7 July 2009—Last week, researchers from the University of Maryland and the University of Pennsylvania reported the workings of a computer program capable of learning to understand video footage and describe it in words.
A sort of video-to-text system, the software reports the action rather than the dialogue. So an analysis of a video showing Hank Aaron hitting his 715th career home run to surpass the mark set by Babe Ruth wouldn’t include the play-by-play announcer saying, ”It’s 715! There’s a new home run champion of all time!” What the software offers to differentiate the moment from Aaron’s previous 714 homers is the description of two fans running alongside the new home run king as he trots around the bases.
What makes the system, which the researchers described at the IEEE Computer Society’s Conference on Computer Vision and Pattern Recognition, in Miami Beach, unique is its ability to draw links among human actions and to understand causal relationships. To illustrate how the system works, the researchers showed how it analyzed footage of Major League Baseball games.
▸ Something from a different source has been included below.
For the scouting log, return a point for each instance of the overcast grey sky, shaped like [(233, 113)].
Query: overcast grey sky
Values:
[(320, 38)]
During a learning period, the system watched games that had already been tagged with human-generated captions describing who the players were and what they were doing (pitcher: pitch; batter: no swing; batter: swing-miss; batter: swing-hit-run; fielder: run-catch-throw).
Like the average human fan, the system learned the mechanics of the game by watching. It created a set of hypotheses about the relationships among the actions using the narratives and measured the correctness of each using the training videos. For example, it learned that hitting the ball is causally dependent on pitching the ball since it isn’t possible to hit a ball unless it has been pitched. The system stores the actions and relationships from numerous plays, across several videos, onto a single database.
Having learned from someone else’s play-by-play descriptions of the actions on the field, the system was able to recognize the elements of baseball plays on unlabeled videos and to improve its own accuracy by comparing what players did in new videos to similar sequences of events it had seen in the training videos.
The software essentially produces a flowchart full of AND and OR junctions that account for all the possibilities, or story lines, that it has experienced. Abhinav Gupta, a doctoral candidate at the University of Maryland who was a member of the research team, admits that it is quite likely the system would foul up a description of a play that had not previously appeared on videos it had analyzed. But he notes that such an instance would immediately push the system back into learning mode. It would add that new wrinkle—say, a wild pitch or a balk—to its flowchart and instantly recognize it the next time it happened.
To account for the obvious fact that at certain junctures several things are happening at once (for example, the batter running to first base, the first baseman running to get in the path of the batted ball so he can catch and then throw it, and the pitcher running to first base to await the throw from the first baseman), the software creates records of the players’ movements on separate tracks. A good analogy is the way music engineers record lead vocals on one track, background vocals on another, drums on a third, and so on.
Once the system settles on the most likely story line for a play, it uses that as the basis for a linguistic description of the actions in the video. Gupta notes that the system’s phrasings sound like those of Frankenstein’s monster. It uses only nouns (batter), verbs (run), and prepositions (toward first base).
There are several immediately evident applications for generating descriptions of videos automatically. The operators of YouTube, who currently rely on producers to describe the content of the tens of thousands of videos uploaded onto the site each day, would be better able to categorize and call up videos based on search entries.
Gupta says the system would also be useful for video surveillance of places like airports and traffic intersections. Incidents can be tagged for later review by law enforcement as ”unusual/suspicious” and brought to the attention of security personnel—all without relying on humans to keep their eyes on video screens and remain attentive.